Aprendeu, e como! Na década que se seguiu, ela continuou desenvolvendo suas pesquisas sobre a interação entre plantas e bactérias fixadoras de nitrogênio. Inicialmente, seus trabalhos envolviam as plantas gramíneas, como cana-de-açúcar, arroz, milho, sorgo etc. Na década de 1950, ela descobriu novas espécies de bactérias que faziam a fixação de nitrogênio em gramíneas (principalmente, a cana-de-açúcar) em solos ácidos, um tipo muito comum no país. 

Johanna gostava de contar uma história sobre sua inspiração para esse trabalho com bactérias fixadoras de nitrogênio em gramíneas. Ela dizia que adorava tirar uma soneca na rede da sua varanda depois do almoço e, nesses momentos, aproveitava para olhar a natureza e a grama verde do seu jardim. Isso a fez pensar que seu gramado nunca havia recebido fertilizante nitrogenado, mas estava sempre verde viçoso quando chovia.

Soja brasileira

Johanna recebeu uma oportunidade única de mostrar a importância de sua pesquisa no início da década de 1960. Foi convidada a participar da Comissão Nacional da Soja, um grupo de trabalho do governo brasileiro que pretendia aumentar a produtividade do cultivo da leguminosa, planta com enorme potencial econômico. 

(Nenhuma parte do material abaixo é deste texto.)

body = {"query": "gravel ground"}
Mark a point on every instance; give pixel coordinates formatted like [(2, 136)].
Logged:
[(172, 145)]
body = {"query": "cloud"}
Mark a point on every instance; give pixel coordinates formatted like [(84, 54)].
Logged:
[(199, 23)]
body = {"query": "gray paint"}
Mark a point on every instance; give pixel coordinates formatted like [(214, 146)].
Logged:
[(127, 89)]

Nessa comissão, ela defendeu seus resultados com bactérias fixadoras de nitrogênio e se contrapôs à maioria do grupo, que defendia o uso de fertilizantes nitrogenados. Apesar da ferrenha oposição, as ideias de Johanna foram adotadas, e o uso de bactérias fixadoras de nitrogênio tem sido amplamente disseminado no Brasil. Graças a Johanna e suas bactérias, a soja brasileira viu sua produtividade disparar a um custo muito mais baixo, em comparação com cultivos que usam fertilizantes nitrogenados.

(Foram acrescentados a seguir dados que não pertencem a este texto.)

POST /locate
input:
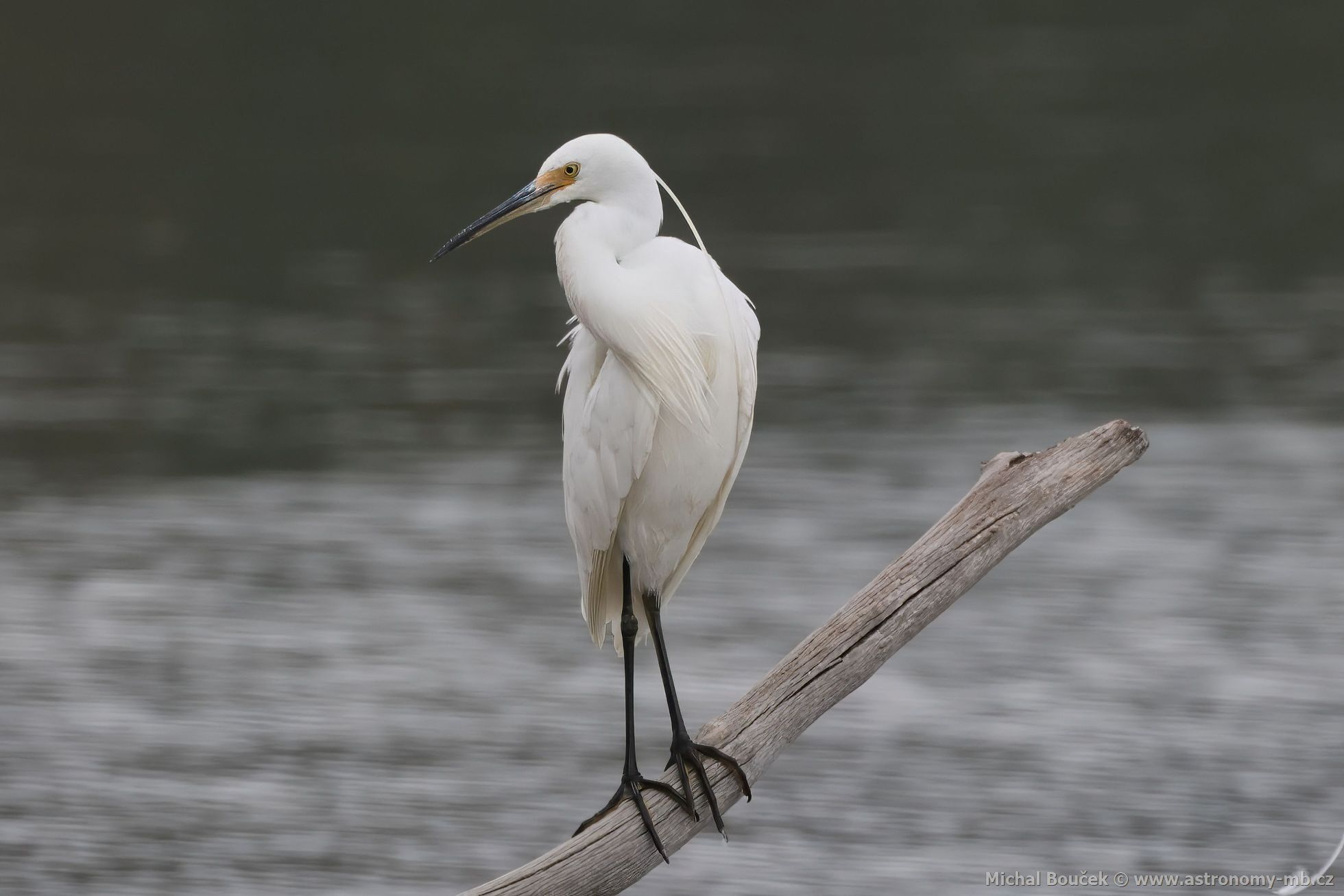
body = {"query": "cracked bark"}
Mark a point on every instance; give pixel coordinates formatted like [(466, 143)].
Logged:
[(1016, 495)]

Graças a Johanna e suas bactérias, a soja brasileira viu sua produtividade disparar a um custo muito mais baixo, em comparação com cultivos que usam fertilizantes nitrogenados

Johanna foi uma verdadeira expoente da ciência do Brasil, um país que ela amava e que desde que chegou aqui, sempre o declarou como sua verdadeira pátria, até que, em 1956, se naturalizou brasileira. A pesquisadora trabalhou na Embrapa, em Seropédica (RJ) até o final de sua produtiva vida científica. Recebeu inúmeros prêmios científicos, demasiados para serem listados aqui. Seu verdadeiro legado está na memória e nas inquestionáveis contribuições que deixou no campo da agronomia.